Vera Lucía Andrade Turner: I am interested in the relationship between the latent fiction in facts and vice versa. As an artist, my intention is to break free of or at least display the tension between the retro-action of discourse as a conscriptive institution and the re-establishment of a shared understanding of affective realities. Whether relating through determinacy or indeterminacy we are still perpetually affected together by all. However, separation through categorization presupposes non-affectable natures which are either exchangeable or merely intersect with others rather than combine or gather together. Communication is supposed to connect us not by breaking things apart through categories but by an intimation beyond what is said and into what is truly shared. We share positions in life and experiences in real time and space not just representations of them. Our senses gather us indiscriminately through their immediacy. Their insight is as outside of us as it is inside and an insight is as strong as it makes you feel. As the feel becomes drive, a drive to feel more, the pilot becomes myth as we are not servers to thought, they must rather serve us to feel together.

 Hong-Bich Huynh Vernon: Writing during World War II while exiled in England, Simone Weil wrote “to be rooted is perhaps the most important and least recognized need of the human soul. It is one of the hardest to define. A human being has roots by virtue of his real, active and natural participation in the life of a community which preserves in living shape certain particular treasures of the past and certain particular expectations for the future.” When a human being is uprooted and forced to flee their home, as I was in 1975 when my family and I were compelled to abandon our home in South Vietnam and seek asylum and refuge in the United States, one’s sense of identity is both fractured and challenged. Where before I was South Vietnamese, suddenly I became an asylum seeker, a refugee, an exile, a foreigner, a migrant, a Vietnamese American, and an American. Of course, I own other identifies as well including daughter, sibling, wife, mother, artist and more.

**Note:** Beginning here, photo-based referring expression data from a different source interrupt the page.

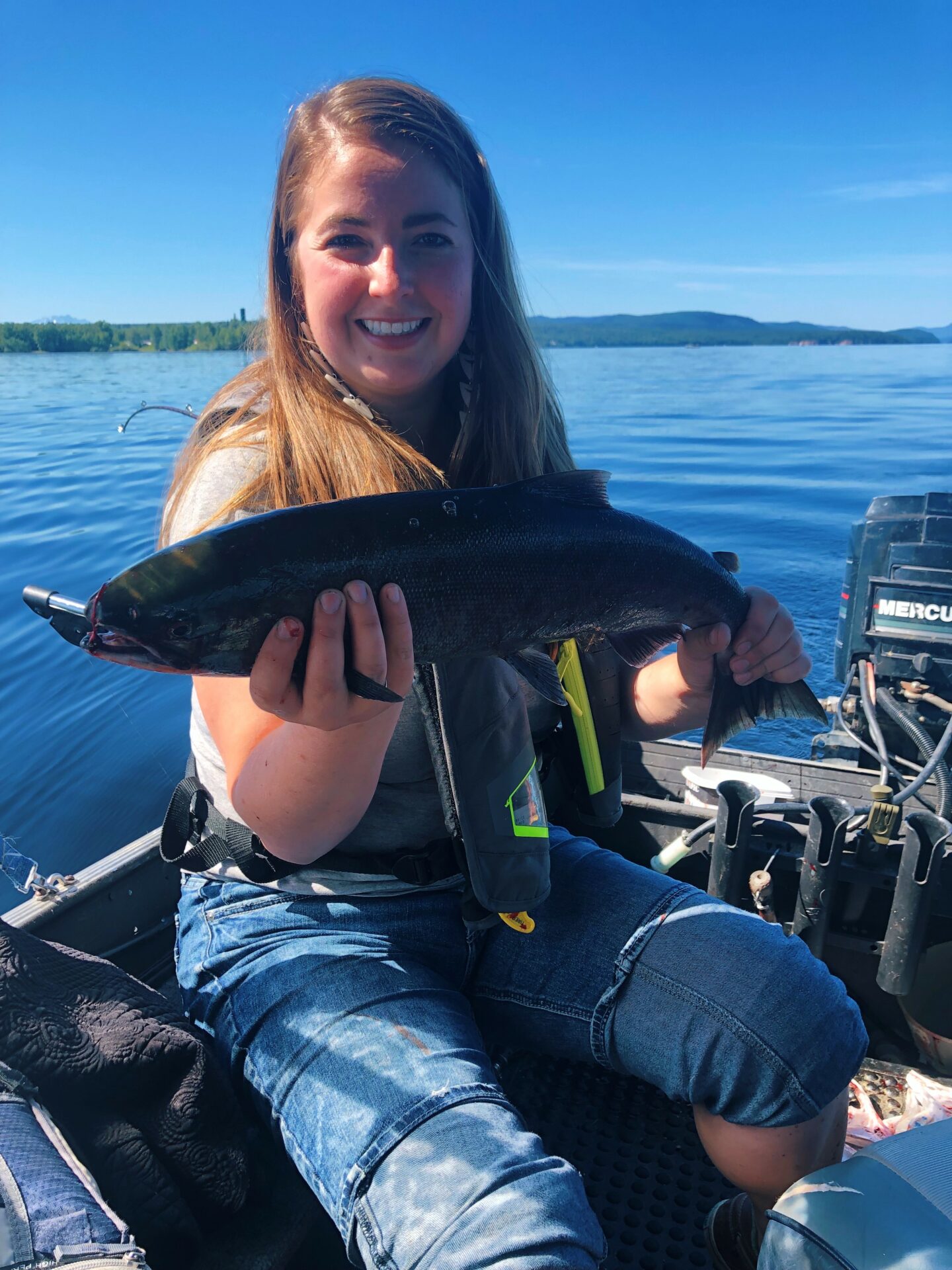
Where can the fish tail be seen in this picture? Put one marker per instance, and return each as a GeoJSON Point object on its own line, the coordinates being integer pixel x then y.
{"type": "Point", "coordinates": [735, 708]}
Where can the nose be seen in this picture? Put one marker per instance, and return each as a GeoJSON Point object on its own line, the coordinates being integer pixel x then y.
{"type": "Point", "coordinates": [390, 276]}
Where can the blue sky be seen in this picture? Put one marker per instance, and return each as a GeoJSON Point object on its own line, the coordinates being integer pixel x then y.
{"type": "Point", "coordinates": [777, 160]}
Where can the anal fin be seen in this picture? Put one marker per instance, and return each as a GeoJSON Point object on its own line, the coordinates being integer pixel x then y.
{"type": "Point", "coordinates": [735, 708]}
{"type": "Point", "coordinates": [640, 646]}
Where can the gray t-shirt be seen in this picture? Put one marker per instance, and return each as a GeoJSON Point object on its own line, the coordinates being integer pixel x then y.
{"type": "Point", "coordinates": [405, 810]}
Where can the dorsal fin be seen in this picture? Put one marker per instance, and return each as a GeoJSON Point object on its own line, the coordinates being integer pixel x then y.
{"type": "Point", "coordinates": [728, 560]}
{"type": "Point", "coordinates": [582, 489]}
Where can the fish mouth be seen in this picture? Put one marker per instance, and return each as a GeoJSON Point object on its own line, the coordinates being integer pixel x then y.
{"type": "Point", "coordinates": [111, 646]}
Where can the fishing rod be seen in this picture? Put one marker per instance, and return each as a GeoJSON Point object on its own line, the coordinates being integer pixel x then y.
{"type": "Point", "coordinates": [188, 412]}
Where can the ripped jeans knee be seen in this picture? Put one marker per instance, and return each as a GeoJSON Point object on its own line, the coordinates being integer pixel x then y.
{"type": "Point", "coordinates": [473, 1189]}
{"type": "Point", "coordinates": [721, 1009]}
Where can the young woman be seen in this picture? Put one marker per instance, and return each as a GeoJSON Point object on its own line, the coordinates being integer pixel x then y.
{"type": "Point", "coordinates": [358, 1006]}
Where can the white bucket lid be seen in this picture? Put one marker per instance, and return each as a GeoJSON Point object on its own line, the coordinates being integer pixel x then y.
{"type": "Point", "coordinates": [705, 780]}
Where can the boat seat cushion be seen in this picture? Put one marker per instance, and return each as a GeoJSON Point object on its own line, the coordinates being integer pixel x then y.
{"type": "Point", "coordinates": [889, 1206]}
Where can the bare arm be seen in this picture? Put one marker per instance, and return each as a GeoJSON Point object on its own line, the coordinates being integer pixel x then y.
{"type": "Point", "coordinates": [302, 765]}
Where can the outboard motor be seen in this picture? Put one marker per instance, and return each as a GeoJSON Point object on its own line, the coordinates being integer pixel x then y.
{"type": "Point", "coordinates": [896, 614]}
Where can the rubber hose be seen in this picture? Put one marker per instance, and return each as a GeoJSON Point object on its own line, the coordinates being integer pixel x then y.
{"type": "Point", "coordinates": [926, 746]}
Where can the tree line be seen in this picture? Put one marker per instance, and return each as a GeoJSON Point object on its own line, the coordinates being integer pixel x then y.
{"type": "Point", "coordinates": [104, 337]}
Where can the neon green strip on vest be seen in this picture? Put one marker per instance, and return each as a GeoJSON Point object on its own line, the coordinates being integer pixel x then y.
{"type": "Point", "coordinates": [574, 683]}
{"type": "Point", "coordinates": [526, 831]}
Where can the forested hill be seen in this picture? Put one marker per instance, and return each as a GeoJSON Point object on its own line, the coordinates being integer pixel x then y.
{"type": "Point", "coordinates": [103, 337]}
{"type": "Point", "coordinates": [617, 331]}
{"type": "Point", "coordinates": [703, 328]}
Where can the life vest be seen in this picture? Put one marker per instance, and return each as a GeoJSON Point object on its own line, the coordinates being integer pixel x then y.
{"type": "Point", "coordinates": [485, 762]}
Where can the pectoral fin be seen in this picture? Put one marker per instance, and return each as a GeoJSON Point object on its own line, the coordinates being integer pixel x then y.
{"type": "Point", "coordinates": [368, 689]}
{"type": "Point", "coordinates": [539, 672]}
{"type": "Point", "coordinates": [640, 646]}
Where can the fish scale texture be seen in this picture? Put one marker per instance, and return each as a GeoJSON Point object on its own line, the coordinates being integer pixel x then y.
{"type": "Point", "coordinates": [132, 1087]}
{"type": "Point", "coordinates": [645, 1171]}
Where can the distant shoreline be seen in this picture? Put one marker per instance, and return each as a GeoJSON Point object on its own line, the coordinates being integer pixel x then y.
{"type": "Point", "coordinates": [617, 331]}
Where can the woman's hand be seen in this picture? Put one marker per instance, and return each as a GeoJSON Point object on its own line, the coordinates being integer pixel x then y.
{"type": "Point", "coordinates": [381, 651]}
{"type": "Point", "coordinates": [767, 644]}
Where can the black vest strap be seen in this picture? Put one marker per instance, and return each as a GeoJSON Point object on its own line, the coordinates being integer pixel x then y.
{"type": "Point", "coordinates": [197, 836]}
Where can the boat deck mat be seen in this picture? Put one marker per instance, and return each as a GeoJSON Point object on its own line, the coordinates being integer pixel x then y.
{"type": "Point", "coordinates": [645, 1171]}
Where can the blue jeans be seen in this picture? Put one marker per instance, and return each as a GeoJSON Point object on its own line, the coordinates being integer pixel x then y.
{"type": "Point", "coordinates": [361, 1027]}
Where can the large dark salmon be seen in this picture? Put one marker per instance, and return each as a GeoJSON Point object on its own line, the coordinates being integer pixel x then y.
{"type": "Point", "coordinates": [484, 571]}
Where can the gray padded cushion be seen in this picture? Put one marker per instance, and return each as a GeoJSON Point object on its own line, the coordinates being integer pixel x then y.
{"type": "Point", "coordinates": [923, 1160]}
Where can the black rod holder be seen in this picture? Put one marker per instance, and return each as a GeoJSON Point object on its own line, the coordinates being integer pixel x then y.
{"type": "Point", "coordinates": [920, 870]}
{"type": "Point", "coordinates": [825, 839]}
{"type": "Point", "coordinates": [729, 842]}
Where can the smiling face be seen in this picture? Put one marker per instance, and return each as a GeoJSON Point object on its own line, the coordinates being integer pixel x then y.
{"type": "Point", "coordinates": [383, 261]}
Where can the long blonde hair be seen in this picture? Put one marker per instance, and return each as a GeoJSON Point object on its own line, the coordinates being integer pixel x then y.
{"type": "Point", "coordinates": [317, 447]}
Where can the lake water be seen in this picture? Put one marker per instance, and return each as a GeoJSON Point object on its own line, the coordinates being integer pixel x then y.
{"type": "Point", "coordinates": [770, 452]}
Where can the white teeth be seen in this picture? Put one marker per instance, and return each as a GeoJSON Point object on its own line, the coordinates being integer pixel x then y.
{"type": "Point", "coordinates": [390, 328]}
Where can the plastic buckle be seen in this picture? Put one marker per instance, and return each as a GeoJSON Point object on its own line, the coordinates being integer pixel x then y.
{"type": "Point", "coordinates": [197, 816]}
{"type": "Point", "coordinates": [414, 869]}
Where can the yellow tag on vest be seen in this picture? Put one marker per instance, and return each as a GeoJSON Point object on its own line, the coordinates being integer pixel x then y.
{"type": "Point", "coordinates": [521, 922]}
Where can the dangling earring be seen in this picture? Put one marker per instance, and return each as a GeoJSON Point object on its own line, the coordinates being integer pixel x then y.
{"type": "Point", "coordinates": [347, 396]}
{"type": "Point", "coordinates": [467, 375]}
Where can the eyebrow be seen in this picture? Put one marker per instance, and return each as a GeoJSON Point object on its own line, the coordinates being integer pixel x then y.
{"type": "Point", "coordinates": [411, 222]}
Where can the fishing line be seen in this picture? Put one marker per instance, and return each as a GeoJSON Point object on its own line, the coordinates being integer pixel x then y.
{"type": "Point", "coordinates": [153, 753]}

All of these entail internal and external integration. Uprooted Memory is a manifestation of this process of integration of past and present, memory and forgetfulness, trauma and healing. At a time in which more than seventy million people around the world are forcibly displaced, governments are seeking to close their borders, and the othering of anyone different is all to commonplace, the recognition of the need for roots and the readiness to open our communities to others to create shared roots are more important than ever.